There has also been talk of investors setting up funds for residential property portfolios for some time, as rents rise steadily in London. But concrete deals are few and far between and many feel that although it is a sector that shows promise, the returns are not yet there.
“There are a number of investors out there who are looking at the detail of how to structure private residential funds, but we haven’t seen any of these come to the market fully yet,” says Ann Byrne, Linklaters’ head of real estate. “The levels of return are still quite low and there’s only a certain type of investor that may find this type of fund attractive: one that’s looking for a safe haven for their money over a long period.”
Banks have yet to start releasing distressed assets in any meaningful way, so there has been little pick up in activity there. However, most partners are confident that in the next couple of years refinancing will provide a steady, though not spectacular, slew of work.
“I get the impression that the banks are shepherding themselves in the direction of doing more disposals,” states one real estate partner at an international law firm.
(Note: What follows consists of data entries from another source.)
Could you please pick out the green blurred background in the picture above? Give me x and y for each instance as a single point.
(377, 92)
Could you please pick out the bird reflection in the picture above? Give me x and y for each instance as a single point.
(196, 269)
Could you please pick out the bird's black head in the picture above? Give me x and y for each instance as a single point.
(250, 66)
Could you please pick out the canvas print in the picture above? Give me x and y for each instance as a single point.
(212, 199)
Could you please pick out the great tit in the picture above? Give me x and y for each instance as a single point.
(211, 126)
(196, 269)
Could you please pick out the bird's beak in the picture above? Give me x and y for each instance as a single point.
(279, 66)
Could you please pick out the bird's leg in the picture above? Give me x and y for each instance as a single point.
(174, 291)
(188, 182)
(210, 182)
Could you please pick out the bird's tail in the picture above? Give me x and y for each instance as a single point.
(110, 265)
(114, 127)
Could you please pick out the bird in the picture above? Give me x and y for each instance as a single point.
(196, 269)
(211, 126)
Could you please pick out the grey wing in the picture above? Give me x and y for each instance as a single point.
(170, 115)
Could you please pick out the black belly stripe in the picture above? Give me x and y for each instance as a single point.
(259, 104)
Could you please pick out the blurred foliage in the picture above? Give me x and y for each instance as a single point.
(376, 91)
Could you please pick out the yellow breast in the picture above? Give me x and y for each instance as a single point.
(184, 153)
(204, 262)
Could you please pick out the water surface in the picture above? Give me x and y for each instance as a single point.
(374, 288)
In short, the figures for real estate teams this year took a definite turn for the better on the back of some exciting deals in the capital and abroad, but they do not herald a sustained rebound and, though thankful for respite after a couple of disastrous years, lawyers are restrained in their analysis of the market.
“Whether what we’re seeing is a genuine return to profit is another matter – it’s difficult to judge,” says Pinsent Masons senior consultant David Taylor. “There’s been no let up in fee pressure and deal volume is low compared with 2007. There’s fierce competition at all levels and firms are taking on work they wouldn’t have done before. You have public sector trusts saying they don’t want to pay more than £160 per hour, but expecting top-quality advice.”
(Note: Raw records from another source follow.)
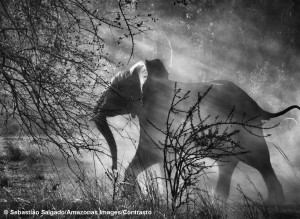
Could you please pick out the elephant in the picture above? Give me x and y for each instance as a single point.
(145, 91)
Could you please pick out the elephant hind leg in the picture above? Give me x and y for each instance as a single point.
(275, 191)
(226, 170)
(141, 161)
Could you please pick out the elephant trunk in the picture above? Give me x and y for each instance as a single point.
(102, 125)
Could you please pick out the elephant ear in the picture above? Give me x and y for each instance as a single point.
(132, 79)
(156, 69)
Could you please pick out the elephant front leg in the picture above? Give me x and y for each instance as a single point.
(141, 161)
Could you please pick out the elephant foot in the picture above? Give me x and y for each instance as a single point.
(275, 200)
(130, 190)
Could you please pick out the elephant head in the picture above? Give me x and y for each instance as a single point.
(124, 95)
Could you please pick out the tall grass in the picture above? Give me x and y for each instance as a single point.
(21, 190)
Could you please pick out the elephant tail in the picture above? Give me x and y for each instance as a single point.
(267, 115)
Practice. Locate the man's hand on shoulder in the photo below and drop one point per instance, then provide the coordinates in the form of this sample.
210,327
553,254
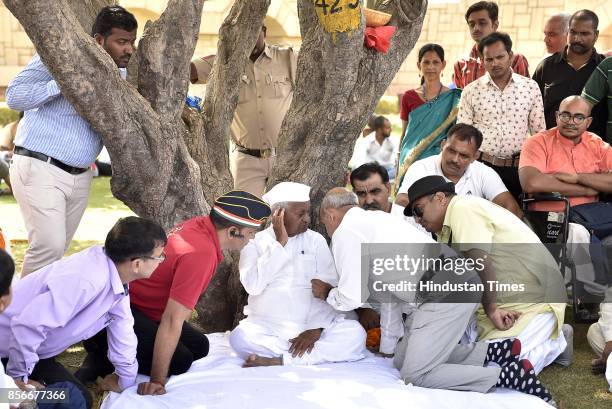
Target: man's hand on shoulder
151,388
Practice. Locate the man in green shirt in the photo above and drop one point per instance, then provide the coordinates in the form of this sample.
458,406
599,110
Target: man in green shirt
598,88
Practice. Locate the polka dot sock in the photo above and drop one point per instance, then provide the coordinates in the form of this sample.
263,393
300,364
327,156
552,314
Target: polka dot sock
521,377
504,352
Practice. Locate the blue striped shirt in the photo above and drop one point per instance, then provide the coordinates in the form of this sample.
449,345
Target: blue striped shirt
50,124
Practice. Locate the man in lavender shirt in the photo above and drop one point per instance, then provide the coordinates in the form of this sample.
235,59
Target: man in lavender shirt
73,299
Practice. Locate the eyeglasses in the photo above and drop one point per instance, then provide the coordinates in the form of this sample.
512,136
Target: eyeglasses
567,116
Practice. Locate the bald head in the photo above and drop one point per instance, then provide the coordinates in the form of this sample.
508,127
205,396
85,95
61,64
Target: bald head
334,206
Fortunately, most firms have already cut their cloth to fit a reduced market. In fact, the promising turnover figures posted by the top firms owe as much to internal restructuring as they do a pick up in work.
Meanwhile, the economic woes of Greece and the downgrading of US debt have created a lot of uncertainty in the past month or two. One real estate partner says: “In the past three to four weeks, banks have gone backwards, regardless of what they say.”
It is far too early to say whether the sector will slip back into a critical condition on the back of recent troubles, but it is clear that the road to recovery will be long and slow.
As one partner sums up the situation: “It’s still a difficult market – a bloody impossible market in some ways – but we’re tackling it in the best way we can.”